Après une pause brève de 0.3 secondes (l. 3), Mme Kenoi répond en reprenant le segment introductif {sujet + verbe} « ça m` dit » (l. 4) utilisé par l’opérateur dans sa question où le pronom démonstratif sujet « ça » renvoie toujours à l’écran de la borne. La suite du tour est cependant différente des extraits analysés jusqu’ici, puisqu’au lieu d’avoir le contenu d’un message reformulé ou rapporté, la cliente complète son tour par la forme composée {adverbe + pronom} « absolument rien », ce qui marque l’absence totale de message écrit à reformuler ou à rapporter. Ici, l’énoncé « absolument rien » ne peut pas être interprété comme le contenu d’un message affiché sur l’écran de la borne même si l’organisation syntaxique de ces exemples de séquence projette ce genre d’énoncé rapporté ou reformulé tel que nous l’étudions dans ce chapitre. Par conséquent, les participants peuvent également utiliser un procédé de discours rapporté dans lequel l’objet ‘écran’ conserve son statut institutionnel malgré l’absence de message écrit à rapporter.

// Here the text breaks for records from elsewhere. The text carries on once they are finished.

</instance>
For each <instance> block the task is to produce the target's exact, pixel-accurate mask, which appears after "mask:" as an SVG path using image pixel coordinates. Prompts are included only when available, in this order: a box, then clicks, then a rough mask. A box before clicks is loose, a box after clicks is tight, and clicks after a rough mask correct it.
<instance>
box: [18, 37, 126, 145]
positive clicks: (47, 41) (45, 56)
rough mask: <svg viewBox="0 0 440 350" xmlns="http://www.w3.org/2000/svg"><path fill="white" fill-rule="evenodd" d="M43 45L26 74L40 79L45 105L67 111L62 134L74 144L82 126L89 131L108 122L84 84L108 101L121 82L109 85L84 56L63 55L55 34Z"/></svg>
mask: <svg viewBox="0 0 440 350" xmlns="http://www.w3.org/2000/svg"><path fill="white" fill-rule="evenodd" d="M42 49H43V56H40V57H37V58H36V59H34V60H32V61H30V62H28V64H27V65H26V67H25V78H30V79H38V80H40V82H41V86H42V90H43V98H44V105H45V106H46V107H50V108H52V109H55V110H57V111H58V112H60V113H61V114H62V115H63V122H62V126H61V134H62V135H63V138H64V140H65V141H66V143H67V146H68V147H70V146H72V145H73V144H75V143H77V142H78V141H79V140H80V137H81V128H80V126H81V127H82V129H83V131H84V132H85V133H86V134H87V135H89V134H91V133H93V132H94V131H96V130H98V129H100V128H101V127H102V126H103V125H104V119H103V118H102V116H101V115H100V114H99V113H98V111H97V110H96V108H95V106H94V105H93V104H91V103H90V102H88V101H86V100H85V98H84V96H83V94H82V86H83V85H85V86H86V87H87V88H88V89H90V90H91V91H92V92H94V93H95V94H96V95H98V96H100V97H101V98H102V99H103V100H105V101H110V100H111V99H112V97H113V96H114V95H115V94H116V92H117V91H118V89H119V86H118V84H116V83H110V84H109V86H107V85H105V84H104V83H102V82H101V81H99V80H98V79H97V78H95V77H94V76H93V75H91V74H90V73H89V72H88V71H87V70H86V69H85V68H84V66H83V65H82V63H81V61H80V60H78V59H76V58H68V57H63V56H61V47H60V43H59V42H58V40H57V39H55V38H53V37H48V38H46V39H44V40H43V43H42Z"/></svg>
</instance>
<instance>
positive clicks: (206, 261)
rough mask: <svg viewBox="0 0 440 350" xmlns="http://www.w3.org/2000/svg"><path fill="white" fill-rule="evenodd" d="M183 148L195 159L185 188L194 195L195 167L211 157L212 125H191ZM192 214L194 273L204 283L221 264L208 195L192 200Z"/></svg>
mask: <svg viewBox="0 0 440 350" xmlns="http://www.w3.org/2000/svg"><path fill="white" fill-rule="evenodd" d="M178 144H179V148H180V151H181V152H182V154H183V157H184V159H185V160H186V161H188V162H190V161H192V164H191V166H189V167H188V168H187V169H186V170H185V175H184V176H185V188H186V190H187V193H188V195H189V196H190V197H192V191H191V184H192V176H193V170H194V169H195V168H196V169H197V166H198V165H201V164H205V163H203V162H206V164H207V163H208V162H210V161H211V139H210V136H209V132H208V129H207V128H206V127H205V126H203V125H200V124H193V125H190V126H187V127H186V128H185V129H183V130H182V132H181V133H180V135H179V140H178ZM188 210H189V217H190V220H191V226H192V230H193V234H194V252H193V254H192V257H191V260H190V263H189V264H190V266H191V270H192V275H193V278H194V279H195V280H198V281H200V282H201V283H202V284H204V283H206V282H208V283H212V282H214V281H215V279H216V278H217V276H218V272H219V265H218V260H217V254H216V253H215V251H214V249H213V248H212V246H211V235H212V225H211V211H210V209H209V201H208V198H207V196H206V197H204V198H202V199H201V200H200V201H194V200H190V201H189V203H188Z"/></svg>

La cliente continue son tour de parole après une seconde de pause en apportant une explication personnelle pour renforcer l’information donnée avec « absolument rien », elle précise que « la machine » ne peut lire la carte « comme si elle était pas encodée » (l. 5). Nous relevons une nouvelle explicitation de l’objet, assez rare dans nos données. Simultanément au tour de Mme Kenoi, Adrien agit sur le compte de la cliente et clique sur un lien le dirigeant sur les actions passées de l’usager. Il revient ensuite sur la page précédente qui était affichée (l. 6) avant de demander à la cliente si sa carte est éventuellement « cassée » (l. 7), question à laquelle répond négativement Mme Kenoi (l. 9).

L’appel entre les participants se termine par une vérification du compte de la cliente, et l’opérateur propose finalement de lui envoyer une nouvelle carte car l’actuelle est diagnostiquée comme défaillante par Adrien.

L’analyse de cet extrait montre une double occurrence d’une référence à l’écran initié dans un premier temps par l’opérateur puis reprise par la cliente en réponse. Nous retrouvons les mêmes structures de discours écrits retransmis à l’oral introduites par les opérateurs dans les exemples en ouverture d’appel « ça vous dit ». Il s’agit donc ici d’un énoncé rendant pertinent l’information affichée sur l’écran et dont la fonction est de « faire dire » cette information en orientant le client vers le choix de la source à citer. Du point de vue de l’opérateur, l’établissement du diagnostic semble plus pertinent si l’information concernant le problème rencontré par le client est issue des indications marquées sur l’écran de la borne. Il exhibe également le statut institutionnel de l’objet, en lui conférant un rôle formel dans l’établissement de son diagnostic. Dans cet exemple, les participants attribuent un statut essentiel aux non-messages affichés sur l’écran, permettant à l’opérateur d’établir un diagnostic plus précis.